With the engine removed from the car, lock the flywheel using a large screwdriver wedged against the flywheel teeth and the starter motor aperture. Loosen the clutch bolts evenly in a diagonal pattern to avoid causing distortion of the pressure plate. Release the pressure from the springs slowly until the clutch comes free.
Examine the driven plate frictional material. If this has worn down so that it is close to the rivet heads then replace the plate. if it shows contamination (oil) then replace it and ascertain whether the oil has come from a leaking crankshaft seal or gearbox input shaft seal and replace the leaking seal before reassembling the clutch. If the driven plate shows signs of burning then renew it and ensure that in future the clutch is correctly adjusted and not slipping.
If the driven plate rivets have become exposed then they can severely score the flywheel and pressure plate, in which case the affected components should be replaced, although minor scoring of the flywheel may be turned off; check with an automotive engineer.
Check the condition of the diaphragm or coil springs and replace the pressure plate assembly if wear or damage are apparent.

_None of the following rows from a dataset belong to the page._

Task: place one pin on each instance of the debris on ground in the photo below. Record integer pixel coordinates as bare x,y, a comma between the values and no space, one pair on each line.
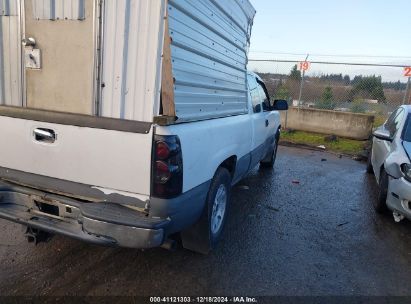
357,158
244,187
271,208
331,138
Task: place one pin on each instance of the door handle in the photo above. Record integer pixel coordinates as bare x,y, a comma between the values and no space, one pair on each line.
45,135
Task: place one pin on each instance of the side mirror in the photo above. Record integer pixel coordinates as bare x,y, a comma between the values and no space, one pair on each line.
383,134
280,105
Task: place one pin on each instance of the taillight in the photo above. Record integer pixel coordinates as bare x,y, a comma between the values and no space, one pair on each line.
167,175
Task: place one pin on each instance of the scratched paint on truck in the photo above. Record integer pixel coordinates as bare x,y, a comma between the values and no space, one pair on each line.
210,41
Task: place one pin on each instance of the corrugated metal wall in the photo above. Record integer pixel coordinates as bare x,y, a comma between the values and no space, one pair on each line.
59,9
10,58
132,50
8,8
209,54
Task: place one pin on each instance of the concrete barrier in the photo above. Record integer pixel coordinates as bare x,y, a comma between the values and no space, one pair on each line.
343,124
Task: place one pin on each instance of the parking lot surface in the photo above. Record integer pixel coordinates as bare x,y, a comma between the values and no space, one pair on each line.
307,228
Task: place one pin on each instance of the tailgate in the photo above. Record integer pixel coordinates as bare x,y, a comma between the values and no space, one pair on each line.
110,155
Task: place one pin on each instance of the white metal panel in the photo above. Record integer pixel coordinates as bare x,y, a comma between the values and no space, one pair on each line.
132,51
9,7
10,61
210,41
108,159
59,9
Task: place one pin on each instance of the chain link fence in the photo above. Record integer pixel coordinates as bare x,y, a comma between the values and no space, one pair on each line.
375,89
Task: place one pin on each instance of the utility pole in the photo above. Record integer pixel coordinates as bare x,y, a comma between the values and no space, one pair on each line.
302,84
407,95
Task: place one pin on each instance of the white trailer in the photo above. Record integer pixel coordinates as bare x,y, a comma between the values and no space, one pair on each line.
119,118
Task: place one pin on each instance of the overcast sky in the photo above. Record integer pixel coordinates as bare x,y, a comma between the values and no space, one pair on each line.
346,30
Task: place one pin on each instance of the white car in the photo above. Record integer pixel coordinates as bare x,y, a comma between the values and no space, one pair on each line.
390,162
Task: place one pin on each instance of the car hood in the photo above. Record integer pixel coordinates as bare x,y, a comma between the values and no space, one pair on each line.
407,148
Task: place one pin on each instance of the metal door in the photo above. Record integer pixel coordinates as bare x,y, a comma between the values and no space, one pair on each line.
58,54
10,53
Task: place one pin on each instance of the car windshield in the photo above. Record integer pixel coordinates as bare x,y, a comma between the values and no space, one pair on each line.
407,130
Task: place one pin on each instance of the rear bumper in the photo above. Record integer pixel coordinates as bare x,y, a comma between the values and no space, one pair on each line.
98,223
399,196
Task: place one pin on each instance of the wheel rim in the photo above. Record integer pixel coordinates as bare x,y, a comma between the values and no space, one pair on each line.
219,208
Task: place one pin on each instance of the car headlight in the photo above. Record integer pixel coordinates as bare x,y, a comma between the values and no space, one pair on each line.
406,170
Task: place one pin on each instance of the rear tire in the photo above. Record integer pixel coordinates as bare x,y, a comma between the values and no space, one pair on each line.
206,233
380,204
269,162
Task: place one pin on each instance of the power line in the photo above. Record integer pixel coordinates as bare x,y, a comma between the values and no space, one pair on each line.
334,63
329,55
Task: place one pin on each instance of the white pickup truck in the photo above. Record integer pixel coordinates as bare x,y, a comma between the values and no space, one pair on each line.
124,123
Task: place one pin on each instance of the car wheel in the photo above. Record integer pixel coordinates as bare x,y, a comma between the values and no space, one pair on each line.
206,233
370,169
380,204
270,161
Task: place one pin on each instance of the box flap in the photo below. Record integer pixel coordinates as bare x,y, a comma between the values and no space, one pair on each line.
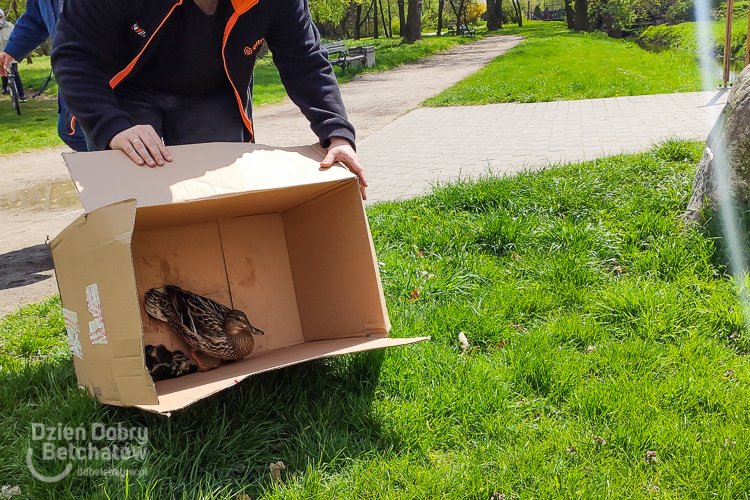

When re-fitting the clutch, it is important that the driven plate is gripped exactly in line with the gearbox input shaft, otherwise, the plate could be damaged during engine re-fitting. There are many clutch alignment tools available for this purpose; they hold the driven plate in line with the other components whilst the pressure plate is bolted tight. Some people use a spare input shaft to achieve this: others can assemble the clutch accurately by eye.